Double-check your gear, take some lessons and have a backup plan

SailingIntoTheStormWe live on a street called Bayview. There’s no view of the bay. At least not from our house. The actual view of the bay is through the trees about a quarter mile beyond a stand of pines down to a boatyard behind our house. With three young kids, living by the ocean I felt we needed a boat, right? A sailboat would heighten our senses, present new challenges and landscapes, offer new adventure.

I knew enough about sailing I guessed, but my wife thought otherwise, and so I settled on purchasing something smaller, a day sailing vessel. I went on Craigslist and found the perfect thing – a little 13 foot O’Day sailboat, with room for myself and a couple kids. Perhaps I could even convince my wife to venture out with me and a picnic basket. I contacted the owner and hatched a plan to purchase the boat, with trailer, on our annual excursion to Mooselookmeguntic Lake in Maine.

I knew my wife wouldn’t have patience for the transaction and so I took our boys to close the deal at a sprawling farm near the lake. The owner said he had never sailed the 1973 O’Day but had all the rigging, sails, and original paperwork. It appeared to be neglected, fairly unused, yet preserved well beneath a canopy of tarps to shelter the boat throughout the winter months. I handed over the $800, hitched the trailer and boat to our van and rolled off to our vacation camp to admire the boat.

The lake is over 16,000 acres and runs predominantly north-south. Our cabin was situated on the south-east shore of the lake, and there was a nice boat ramp on the southern end of the lake, perhaps 2 miles from our camp rental.

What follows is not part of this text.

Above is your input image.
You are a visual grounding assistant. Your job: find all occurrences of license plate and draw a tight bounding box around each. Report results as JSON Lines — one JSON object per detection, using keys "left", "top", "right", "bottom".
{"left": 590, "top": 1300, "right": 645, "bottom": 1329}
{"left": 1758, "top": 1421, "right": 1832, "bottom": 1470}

Perfect. I made a plan to launch the boat at the south end, sail east around Toothaker Island and then north a mile or so to our camp. A perfect maiden voyage to test the vessel and my skills.

The following morning we towed the boat to the launch, and I inexpertly rigged the sails and mast. In a last-minute decision I decided not to bring my oldest son, who looked longingly from the beach as I set out. It proved to be a smart decision.
Of course I hadn’t checked the wind direction or strength or developing weather, and set out with cheerful smiles from the little boat. What I didn’t know was that the wind was developing quickly, and increasing in intensity from the north. To get home I would be sailing into strengthening wind. And from where I launched the boat I was sheltered by Toothaker Island just a half mile north of me. As I approached the end of the island intending to tack north, I saw whitecaps and wind whipping directly ahead where the island shelter ended and the open uninterrupted lake started.

Then as I neared the end of the shelter of the island I noticed my feet were getting wet. I looked down to discover water streaming up from the bottom of the boat and realized I had forgotten to plug the drainage hole with the steel plug I left in the car. No problem, I place one foot firmly on the hole to stop the leak, and struggle to maintain a straight line across the wind.

So it goes, as I near the open lake and the wind increases unprotected by the island, I pull hard on the tiller to maintain course, and something snaps. It’s a thing I learn later is called a pintle. It’s what holds the rudder in place. Half of it broke off. Now as the open lake approaches, and the racing winds increase, I’m suddenly aware I’m in a strange boat, with an open hole in the bottom covered only by my foot, a wobbly rudder, and a mile of open water ahead.

I have perhaps a minute or two before I clear the end of the island and take the full force of the winds broadside. The far east coast of the lake is perhaps a mile or more away. I think about ditching, turning into the rocks on the end of Toothaker Island. If I wait any longer at all, I’ll be beyond the shelter of the island and into the lake, and in the swell of the waves and the full strength of the wind. Testing the tiller I find I have almost no ability to climb the wind, I can’t turn north, toward home.

Here’s my thought process: If I ditch into the rocks of the island, I’ll be safe, yet lost alone on an uninhabited small island, with the boat likely damaged. If I continue into the open swells and increasing winds, the tiller could either snap completely off, or possibly hold at least until I make land on the far side. If the remaining pintle fails and the rudder comes loose altogether, then I’m set adrift. I’ll simply drop the mainsail and drift with the wind and waves to the south end of the lake. I decide sinking won’t happen. I have no experience to know this is true as the water seeps past my foot covering the hole and the waves wash over the side, but I’m confident in my hunch.

I go for it. The winds increase as I leave the protected lee of the island, and I loosen the mainsail to dump the wind, and somehow manage an agreement between the wrecked rudder and the winds to hold a course directly east to the far side.

Miraculously, I land on the only little beach on the whole rocky coast, which happens to also be at the home of a lovely couple who take me in, dry my off, and offer a ride home to my camp. I decline the ride of course, because of pride and the need to digest the adventure on my walk around the lake back to our cabin.

Over the next few days I made trips to the hardware store, did some homework on boats and sailing, fixed the rudder and sailed it safely back to our cabin. Taking calculated chances makes for good memories and adventures. But check your gear, take some lessons first, have a backup plan, and take a deep breath.